An der Mündung des Meta.
    Nachdem sie das linke Ufer erreicht hatten, gelang es den drei Piroguen, auch über das Raudal von Cariben hinauszukommen, ohne selbst einen Theil ihrer Ladung ausladen zu müssen, und gegen sechs Uhr legten sie eine nach der andern im Hintergrunde eines kleinen Hafens an.
    Früher hätten die Reisenden hier einen von einer thätigen Bevölkerung belebten Flecken mit regem Handelsverkehr, der noch im weiteren Aufblühen zu sein schien, vorgefunden. Jetzt war derselbe aus den uns schon bekannten Ursachen verfallen, und Cariben bestand eigentlich nur noch aus fünf Indianerhütten – wenigstens zur Zeit, als Chaffanjon mit dem General Oublion hierherkam.
    Bei den wenigen Yaruros, die jene Hütten bewohnten, um Aufnahme nachzusuchen, wäre ganz zwecklos gewesen. In dem so weit heruntergekommenen Orte war an eine Neubeschaffung von Nahrungsmitteln und andern Dingen gar nicht zu denken. Das war übrigens in la Urbana ausreichend geschehen, und man hoffte an Proviant bis Atures genug Vorrath zu haben, zumal da die Jäger unterwegs gewiß noch manches Stück Wild für die Küche lieferten.
    Am nächsten Tage, am 31. August, erfolgte die Abfahrt schon kurz vor Tagesanbruch, begünstigt von dem noch immer bestehenden Nordwind, den man sich für die Fahrt nach Süden, in der Richtung, die der Orinoco von la Urbana bis San-Fernando beibehält, gar nicht besser wünschen konnte.
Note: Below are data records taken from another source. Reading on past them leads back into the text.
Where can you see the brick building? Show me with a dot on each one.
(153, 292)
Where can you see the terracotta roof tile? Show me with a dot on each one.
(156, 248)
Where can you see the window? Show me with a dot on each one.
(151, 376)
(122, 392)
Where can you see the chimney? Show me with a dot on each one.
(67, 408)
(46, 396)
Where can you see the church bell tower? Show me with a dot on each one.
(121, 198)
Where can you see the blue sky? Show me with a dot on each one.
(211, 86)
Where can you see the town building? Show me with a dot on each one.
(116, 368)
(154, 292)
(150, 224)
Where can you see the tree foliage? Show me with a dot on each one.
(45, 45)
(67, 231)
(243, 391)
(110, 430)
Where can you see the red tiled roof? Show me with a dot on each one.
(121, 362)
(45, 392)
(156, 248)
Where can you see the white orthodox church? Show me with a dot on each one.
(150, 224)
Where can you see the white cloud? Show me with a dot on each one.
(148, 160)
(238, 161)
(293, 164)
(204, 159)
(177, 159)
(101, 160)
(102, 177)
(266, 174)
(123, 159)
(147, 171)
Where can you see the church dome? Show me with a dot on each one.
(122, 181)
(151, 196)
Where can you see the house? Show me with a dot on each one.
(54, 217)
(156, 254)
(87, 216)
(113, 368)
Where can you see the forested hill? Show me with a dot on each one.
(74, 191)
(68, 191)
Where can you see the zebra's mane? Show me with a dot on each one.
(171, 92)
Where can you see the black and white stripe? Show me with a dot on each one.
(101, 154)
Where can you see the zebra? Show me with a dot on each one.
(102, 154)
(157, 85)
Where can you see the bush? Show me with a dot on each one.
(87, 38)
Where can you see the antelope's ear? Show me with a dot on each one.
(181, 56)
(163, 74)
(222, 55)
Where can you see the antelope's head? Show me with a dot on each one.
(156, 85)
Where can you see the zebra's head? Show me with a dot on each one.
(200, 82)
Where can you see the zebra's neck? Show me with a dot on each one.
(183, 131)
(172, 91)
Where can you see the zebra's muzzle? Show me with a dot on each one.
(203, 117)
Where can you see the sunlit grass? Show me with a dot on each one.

Cariben liegt ziemlich in der Mitte zwischen jenen zwei Punkten.
    Leider wehte der Nordwind aber nicht stetig, sondern mehr stoßweise, so daß nicht viel auf die Segel zu rechnen war, die einmal einige Minuten lang straff gespannt waren und dann wieder längere Zeit an den Masten schlaff herabhingen. Man mußte also zu den Palancas und den Garapatos greifen, denn an dieser Stelle ist die durch den Zufluß des Meta verstärkte Strömung mächtig genug, ein Fahrzeug leicht zurückzutreiben.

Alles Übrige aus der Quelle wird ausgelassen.